I’m looking for some loose change. About $100M per year.

A friend asked me what I thought of Obama’s announced plan to free up 500MHz of spectrum, invest in 4G for rural areas, and build out nationwide public safety network. He wrote

Spectrum auctions as public policy tools – deficit reduction and public safety. I always get kind of uneasy when government does this multi-purpose policy stuff. Theoretically, they could hit a homerun and get it all right, but do you really have confidence that they will?

The plan to harvest broadcast spectrum to make more available for fixed and wireless communications is great. You have to stop and consider how wasteful it is for so much spectrum to be reserved for the exclusive use of a minority of TV viewers still accessing over-the-air signals. So we should all endorse the potential for improved utilization of the resource.

But I question: Why is this being tied to other programs, such as rural service expansion? Are there other cost programs that are tied to revenue generators? If the spectrum auction doesn’t generate the target levels, will rural expansion be killed, or will it compete with all other government programs? How do you set up sustainable funding?

In some ways,  the asset sale is being transformed into another durable program, although the government doesn’t own the asset – some lucky winner is chosen to whom we hand over our cash. In a sense, it represents an asset swap, as contrasted with the way some governments using the sale of assets to balance current account deficits. [Apparently, in its zeal to carefully manage the zillions of dollars of our taxes, the government has cut back on hiring a financial advisor to teach the difference between capital and expense, between asset sales and recurring revenues.]

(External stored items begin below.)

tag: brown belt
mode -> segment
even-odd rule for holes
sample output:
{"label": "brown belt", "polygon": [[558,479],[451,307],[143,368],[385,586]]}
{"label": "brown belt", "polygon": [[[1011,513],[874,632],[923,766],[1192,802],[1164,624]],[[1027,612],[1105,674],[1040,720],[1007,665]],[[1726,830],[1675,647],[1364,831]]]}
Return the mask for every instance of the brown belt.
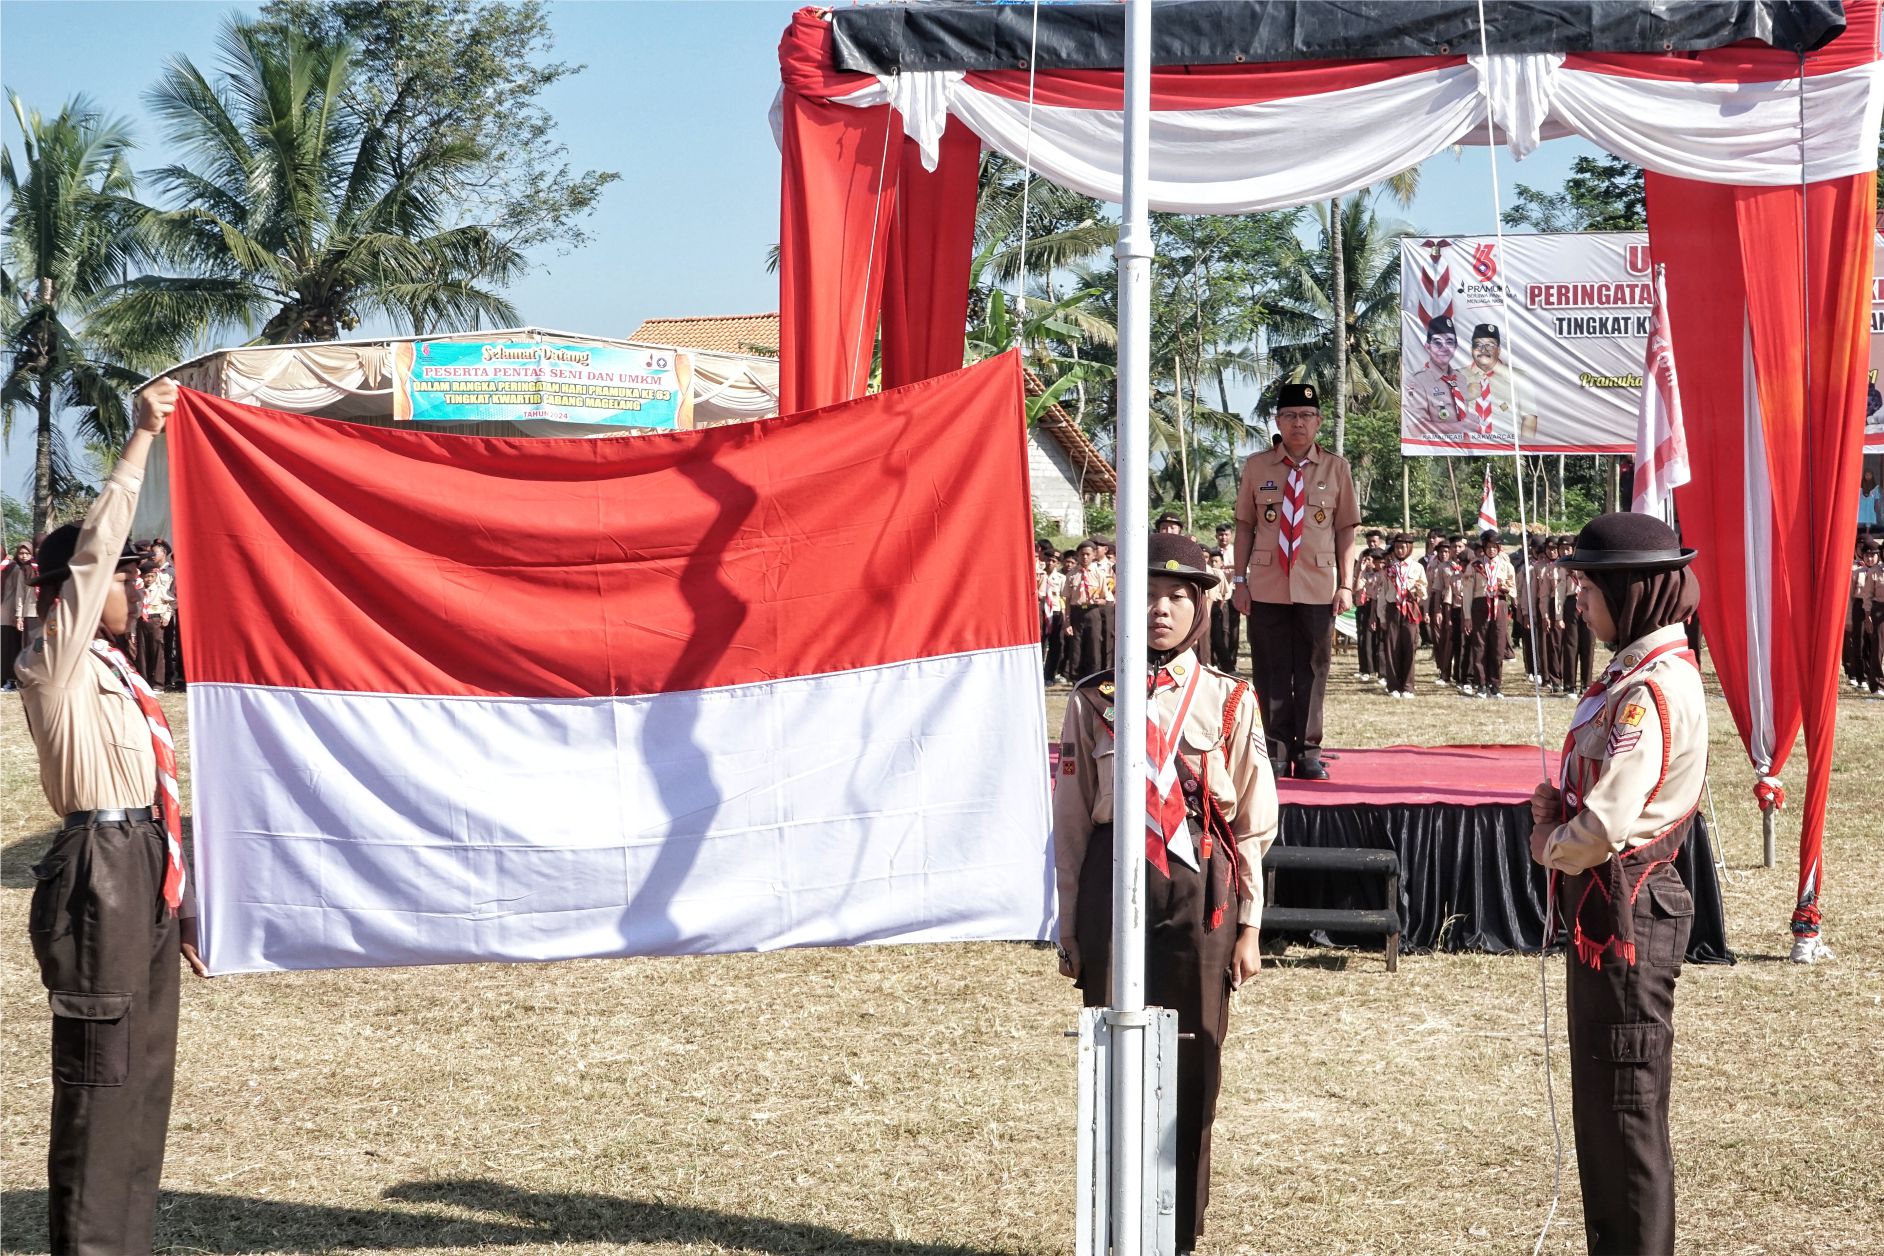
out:
{"label": "brown belt", "polygon": [[61,827],[82,829],[92,824],[137,824],[156,818],[154,807],[111,807],[102,811],[74,811]]}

It doesn’t strike me as a way that I would spend my money; I don’t plan to use money from sales of assets to pay current expenses until retirement time.

Let me say that in general, I don’t like rural expansion programs from the government. It means picking winners and subsidizing broadband based on geography, rather than an economic needs test. I have shown in earlier posts that we have huge numbers of people in cities who need help with affordability of internet access services as much as, if not more than, middle or upper class rural dwellers – many of whom have access to alternatives.

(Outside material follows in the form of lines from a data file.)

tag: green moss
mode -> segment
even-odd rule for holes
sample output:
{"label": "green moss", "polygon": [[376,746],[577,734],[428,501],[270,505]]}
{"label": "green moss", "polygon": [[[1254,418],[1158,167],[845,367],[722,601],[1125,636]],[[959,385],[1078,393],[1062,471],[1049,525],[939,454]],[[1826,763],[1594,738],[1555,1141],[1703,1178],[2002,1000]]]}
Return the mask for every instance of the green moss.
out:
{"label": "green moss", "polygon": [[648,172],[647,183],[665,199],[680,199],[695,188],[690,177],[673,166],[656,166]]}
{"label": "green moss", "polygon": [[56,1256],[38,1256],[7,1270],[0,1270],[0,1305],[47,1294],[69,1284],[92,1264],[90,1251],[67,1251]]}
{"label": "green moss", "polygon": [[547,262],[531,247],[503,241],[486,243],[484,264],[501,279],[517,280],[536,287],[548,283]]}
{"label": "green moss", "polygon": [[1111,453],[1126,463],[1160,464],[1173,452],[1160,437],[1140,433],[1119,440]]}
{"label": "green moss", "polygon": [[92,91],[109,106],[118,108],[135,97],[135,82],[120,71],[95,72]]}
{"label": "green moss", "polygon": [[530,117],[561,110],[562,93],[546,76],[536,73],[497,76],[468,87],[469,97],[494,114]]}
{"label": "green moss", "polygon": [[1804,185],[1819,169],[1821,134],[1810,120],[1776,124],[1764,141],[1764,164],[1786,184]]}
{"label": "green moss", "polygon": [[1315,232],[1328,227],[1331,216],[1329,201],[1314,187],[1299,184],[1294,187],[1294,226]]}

If some rural and remote dwellers can’t afford to pay what the service needs to be priced at, then isn’t a targeted, needs-based subsidy a better approach, dealing with the broader issue of digital affordability (devices and services)?

Let’s face it, rural infrastructure subsidies are politically appealing because they lead to three distinct photo opportunities for each hand-out: the initial cheque; the construction ground breaking; and finally, the initial service activation. And let’s not forget the reminders that will go into election campaign material from the incumbent.

On the other hand, targetting affordability sprinkles a little bit of money all over the place. There is no great photo opportunity. We have to fix this.

We’re going to auction spectrum in Canada in the next year for a couple important frequency bands. Based on the AWS auction of a few years ago, we could again be looking at raising billions of dollars from the sale of these assets. I’d like to propose a way to use those funds in a meaningful way. Go ahead and take the money raised and apply it to our mortgage – the national debt.

But retiring that amount of debt frees up some interest payment relief – current account savings – in the order of $100 M per year. That would fund a sustainable program to put technology into the hands of economically disadvantaged Canadians. That amount of money each year should fund about a third of my Million Computers, meaning that such a program on a continuous basis should allow for maintenance and technology renewal every 3 years or so.

Taking the cash from the sale of an asset and setting up an endowment is a reasonable approach to money management. Further, it is an indirect and competitively neutral way of returning a kind of stimulus to the communications and technology sector that is funding the spectrum auction, helping to grow the market for services and technology.

Will the proceeds from the next spectrum auction create a sustaining legacy to drive a more digitally connected country?